At a more advanced level you can also define your own generic operations. E.g. I have a generic Report class; one of the subclasses uses async I/O (because it needs to call a web API) and also needs to record some statistics about the rows, another does the per-row piece of the report in a way that might fail, another needs to write to the database on each row. By writing my (abstract) Report class in terms of a generic monad (with abstract methods that return that monad), I can reuse the same logic for all these implementations.

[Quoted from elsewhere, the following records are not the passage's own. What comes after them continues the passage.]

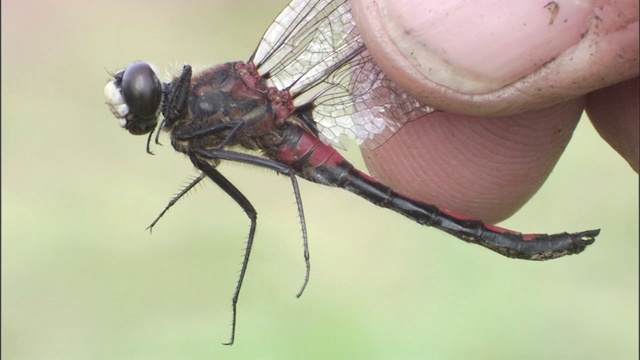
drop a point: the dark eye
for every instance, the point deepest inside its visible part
(141, 90)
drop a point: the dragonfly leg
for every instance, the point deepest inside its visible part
(244, 203)
(217, 154)
(175, 199)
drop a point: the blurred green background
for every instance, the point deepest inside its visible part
(82, 279)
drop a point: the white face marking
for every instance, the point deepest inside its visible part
(115, 101)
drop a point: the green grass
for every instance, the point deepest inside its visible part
(81, 279)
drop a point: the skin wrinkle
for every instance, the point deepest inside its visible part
(600, 58)
(478, 162)
(577, 70)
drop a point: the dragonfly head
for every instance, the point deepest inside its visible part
(134, 96)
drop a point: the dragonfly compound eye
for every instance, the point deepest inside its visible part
(142, 91)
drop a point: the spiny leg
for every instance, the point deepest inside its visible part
(216, 154)
(244, 203)
(176, 198)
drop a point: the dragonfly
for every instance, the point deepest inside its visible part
(309, 83)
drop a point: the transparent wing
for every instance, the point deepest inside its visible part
(314, 51)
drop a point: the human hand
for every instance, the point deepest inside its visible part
(512, 80)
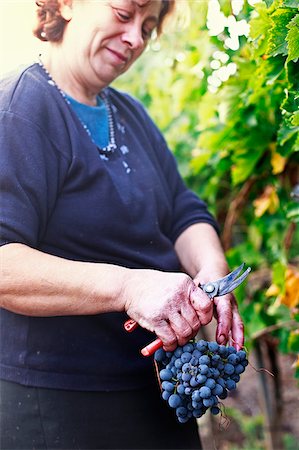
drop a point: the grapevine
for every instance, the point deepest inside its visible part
(197, 376)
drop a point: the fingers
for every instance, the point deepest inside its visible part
(167, 335)
(202, 304)
(179, 328)
(230, 325)
(237, 331)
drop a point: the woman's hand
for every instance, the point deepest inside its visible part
(168, 304)
(230, 328)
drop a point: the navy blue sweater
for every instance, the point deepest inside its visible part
(60, 195)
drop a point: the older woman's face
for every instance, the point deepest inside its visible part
(103, 38)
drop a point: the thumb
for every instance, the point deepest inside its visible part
(203, 305)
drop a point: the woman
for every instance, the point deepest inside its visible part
(96, 226)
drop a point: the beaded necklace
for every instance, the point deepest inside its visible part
(111, 147)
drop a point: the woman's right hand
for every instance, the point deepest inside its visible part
(168, 304)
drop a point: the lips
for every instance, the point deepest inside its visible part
(118, 56)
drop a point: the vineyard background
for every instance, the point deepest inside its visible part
(224, 90)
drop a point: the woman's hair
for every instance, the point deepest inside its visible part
(50, 24)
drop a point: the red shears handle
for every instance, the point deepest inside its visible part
(131, 325)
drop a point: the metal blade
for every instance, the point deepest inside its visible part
(229, 286)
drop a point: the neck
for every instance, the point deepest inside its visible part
(66, 79)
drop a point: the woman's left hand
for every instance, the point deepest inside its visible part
(230, 327)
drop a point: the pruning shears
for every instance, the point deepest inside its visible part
(212, 289)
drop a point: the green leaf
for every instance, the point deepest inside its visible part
(269, 3)
(295, 119)
(244, 163)
(293, 39)
(278, 33)
(293, 342)
(290, 3)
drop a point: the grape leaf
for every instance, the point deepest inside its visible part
(293, 39)
(278, 33)
(290, 3)
(244, 164)
(269, 3)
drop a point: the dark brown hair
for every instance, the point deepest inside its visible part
(50, 24)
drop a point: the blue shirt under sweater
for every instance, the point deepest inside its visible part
(60, 194)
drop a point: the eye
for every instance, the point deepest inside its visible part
(147, 33)
(122, 15)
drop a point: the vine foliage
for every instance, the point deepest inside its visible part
(237, 144)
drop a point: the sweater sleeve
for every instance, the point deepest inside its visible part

What sold me on applicatives was being able to write "traverse", and similar operations, that would be m * n if you had to write them for each (traversable, applicative) pair but can be m + n instead ( http://m50d.github.io/2013/01/16/generic-contexts.html ). That's a very concrete code saving. Having three examples of things that form categories is great - but can we show a real-world function that we can write that takes a generic category, that does something useful with each of these three examples? That would demonstrate that we're getting real value (i.e. a code saving) out of the abstraction.